Broadly, the terms laid out include that the buyer will assume $3.3 billion dollars of debt in exchange for three separate companies. This debt will be backed up by assets. But then the government guarantees go away once the new bidder takes over. How this plays out is yet to be seen. The Air India brand is to continue with 21,364 employees directly or indirectly involved in the venture. To bid, there is a minimum net worth requirement of $500 million and if the bid is via a consortium the lead member shall hold at least 26%. The document also highlights the market share, revenue, capacity, financial metrics and scope for improvement.
Interestingly (and perhaps shockingly) there are 16 aircraft that are listed as grounded. Details of these are not available but industry sources indicate this is for want of spare parts. Which points to the cash-flow situation. Details on the frequent flyer program are missing – which could have been a booster given that it is one of two Indian airlines offering such a program. The number of unencumbered assets is few and far between and it seems some assets have dual liens on them. Most importantly, issues pertaining to staff costs, the thirteen unions and ability to attack those costs are glossed over.
For success in airlines, one has to have a competitive cost base. This is true regardless of the nature of airlines. And even more critical in emerging markets where price is a key determinant of demand. On the cost front, Air India has shown a trend over time where in the best years (FY16 and FY17) its costs of delivery were just about covered by revenues. In other years these diverged significantly leading to cumulative losses as the airline was flying each seat at a loss.
A successful bid for Air India is essentially a claim on the future. On the future traffic potential, on future cash-flow and on future market dynamics. This is the point being sold. India no doubt holds significant traffic potential and this will only mature. On cash-flow based on a valuation of six to seven times earnings, it is clearly Air India Express that is the jewel in the crown. And on future market dynamics, these have to be read in the context of the broader market which includes foreign policy changes, geopolitical cycles, the rise of populism and environmental concerns, liquidity issues, the situation in the Middle East and global discontent and de-coupling of traditional partners and parameters.

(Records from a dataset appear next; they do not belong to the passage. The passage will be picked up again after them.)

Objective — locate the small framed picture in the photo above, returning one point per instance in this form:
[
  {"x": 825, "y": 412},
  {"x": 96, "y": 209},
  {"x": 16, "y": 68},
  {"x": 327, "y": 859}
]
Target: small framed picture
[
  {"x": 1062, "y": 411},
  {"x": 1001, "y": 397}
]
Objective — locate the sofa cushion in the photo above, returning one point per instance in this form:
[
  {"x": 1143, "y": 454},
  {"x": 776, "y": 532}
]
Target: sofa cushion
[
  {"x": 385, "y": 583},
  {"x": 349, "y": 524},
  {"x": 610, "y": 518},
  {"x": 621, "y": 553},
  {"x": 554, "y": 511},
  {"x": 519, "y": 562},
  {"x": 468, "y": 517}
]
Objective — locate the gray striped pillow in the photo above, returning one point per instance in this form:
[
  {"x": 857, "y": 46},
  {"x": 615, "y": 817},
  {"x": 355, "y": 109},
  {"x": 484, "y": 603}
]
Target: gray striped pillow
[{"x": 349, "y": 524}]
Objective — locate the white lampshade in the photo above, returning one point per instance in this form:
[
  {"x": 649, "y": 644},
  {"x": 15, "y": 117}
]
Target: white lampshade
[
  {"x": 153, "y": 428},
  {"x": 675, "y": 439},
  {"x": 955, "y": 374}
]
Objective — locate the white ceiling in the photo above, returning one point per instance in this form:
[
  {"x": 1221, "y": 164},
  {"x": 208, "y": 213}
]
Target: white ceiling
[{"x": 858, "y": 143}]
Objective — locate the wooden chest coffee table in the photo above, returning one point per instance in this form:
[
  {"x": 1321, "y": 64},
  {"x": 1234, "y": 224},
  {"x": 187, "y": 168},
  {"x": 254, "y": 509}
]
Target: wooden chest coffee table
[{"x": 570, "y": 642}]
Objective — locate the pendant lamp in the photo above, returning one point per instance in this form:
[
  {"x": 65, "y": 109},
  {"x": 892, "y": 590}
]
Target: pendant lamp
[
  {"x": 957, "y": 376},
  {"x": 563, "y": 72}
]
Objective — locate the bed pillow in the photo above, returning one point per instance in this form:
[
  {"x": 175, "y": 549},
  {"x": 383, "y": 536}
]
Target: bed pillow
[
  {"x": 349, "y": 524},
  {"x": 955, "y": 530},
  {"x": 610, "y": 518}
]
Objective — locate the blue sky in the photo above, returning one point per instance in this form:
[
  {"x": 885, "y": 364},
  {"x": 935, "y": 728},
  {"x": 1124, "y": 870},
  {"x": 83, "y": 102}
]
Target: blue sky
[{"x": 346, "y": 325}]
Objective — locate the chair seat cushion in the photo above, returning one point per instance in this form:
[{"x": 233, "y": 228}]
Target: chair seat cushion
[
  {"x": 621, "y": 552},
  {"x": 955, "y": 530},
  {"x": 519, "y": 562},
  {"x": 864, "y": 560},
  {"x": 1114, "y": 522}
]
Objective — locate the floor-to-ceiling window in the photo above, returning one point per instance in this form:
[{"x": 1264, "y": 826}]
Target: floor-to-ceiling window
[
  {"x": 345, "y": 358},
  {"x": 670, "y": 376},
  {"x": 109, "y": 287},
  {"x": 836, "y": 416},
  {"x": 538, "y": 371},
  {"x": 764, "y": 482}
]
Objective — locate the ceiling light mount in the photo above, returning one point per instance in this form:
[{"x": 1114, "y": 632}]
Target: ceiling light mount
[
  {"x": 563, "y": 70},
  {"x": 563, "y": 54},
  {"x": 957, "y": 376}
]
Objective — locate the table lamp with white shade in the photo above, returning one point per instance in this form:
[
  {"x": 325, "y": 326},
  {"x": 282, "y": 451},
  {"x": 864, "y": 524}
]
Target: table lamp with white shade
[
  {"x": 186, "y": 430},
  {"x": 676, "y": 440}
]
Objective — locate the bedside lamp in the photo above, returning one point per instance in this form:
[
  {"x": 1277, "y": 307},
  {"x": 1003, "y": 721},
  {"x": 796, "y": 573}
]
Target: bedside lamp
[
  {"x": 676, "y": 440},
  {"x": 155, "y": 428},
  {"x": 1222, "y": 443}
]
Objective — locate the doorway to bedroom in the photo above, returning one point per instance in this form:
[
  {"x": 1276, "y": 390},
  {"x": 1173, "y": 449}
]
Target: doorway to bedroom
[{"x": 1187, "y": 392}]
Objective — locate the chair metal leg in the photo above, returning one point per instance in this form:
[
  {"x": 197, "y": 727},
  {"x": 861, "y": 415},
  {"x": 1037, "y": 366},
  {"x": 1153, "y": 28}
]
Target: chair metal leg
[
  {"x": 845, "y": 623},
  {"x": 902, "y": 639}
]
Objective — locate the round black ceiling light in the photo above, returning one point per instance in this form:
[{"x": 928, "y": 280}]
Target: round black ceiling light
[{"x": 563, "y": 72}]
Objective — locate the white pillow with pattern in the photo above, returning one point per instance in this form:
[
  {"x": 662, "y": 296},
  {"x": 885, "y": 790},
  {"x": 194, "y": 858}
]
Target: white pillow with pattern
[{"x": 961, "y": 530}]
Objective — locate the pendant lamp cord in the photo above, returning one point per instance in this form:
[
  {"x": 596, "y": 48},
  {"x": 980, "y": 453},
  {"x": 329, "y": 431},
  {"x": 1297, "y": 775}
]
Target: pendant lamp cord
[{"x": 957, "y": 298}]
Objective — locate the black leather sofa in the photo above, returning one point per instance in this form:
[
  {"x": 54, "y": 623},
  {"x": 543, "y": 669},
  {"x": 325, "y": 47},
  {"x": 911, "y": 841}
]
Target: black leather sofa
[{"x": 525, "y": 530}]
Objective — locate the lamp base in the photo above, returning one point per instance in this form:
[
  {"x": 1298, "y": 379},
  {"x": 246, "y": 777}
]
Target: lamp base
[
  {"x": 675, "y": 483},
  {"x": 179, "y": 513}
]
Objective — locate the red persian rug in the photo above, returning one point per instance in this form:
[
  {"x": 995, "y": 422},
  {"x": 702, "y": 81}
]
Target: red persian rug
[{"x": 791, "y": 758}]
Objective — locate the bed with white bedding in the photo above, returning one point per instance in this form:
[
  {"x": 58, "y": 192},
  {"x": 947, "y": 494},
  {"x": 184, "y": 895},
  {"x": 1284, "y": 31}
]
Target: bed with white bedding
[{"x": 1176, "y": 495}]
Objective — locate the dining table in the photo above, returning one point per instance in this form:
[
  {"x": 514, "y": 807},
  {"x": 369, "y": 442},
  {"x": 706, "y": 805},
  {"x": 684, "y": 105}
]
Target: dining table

And finally for potential bidders, with the amounts and complexity in question there is always the option of capitalizing a new airline and starting from scratch. This is something that should have been addressed. But in looking for answers one only finds silence.
Legendary investor Warren Buffett famously says, “It's far better to buy a wonderful company at a fair price than a fair company at a wonderful price." In the case of Air India given the preliminary information, investors as of now are left guessing on both counts.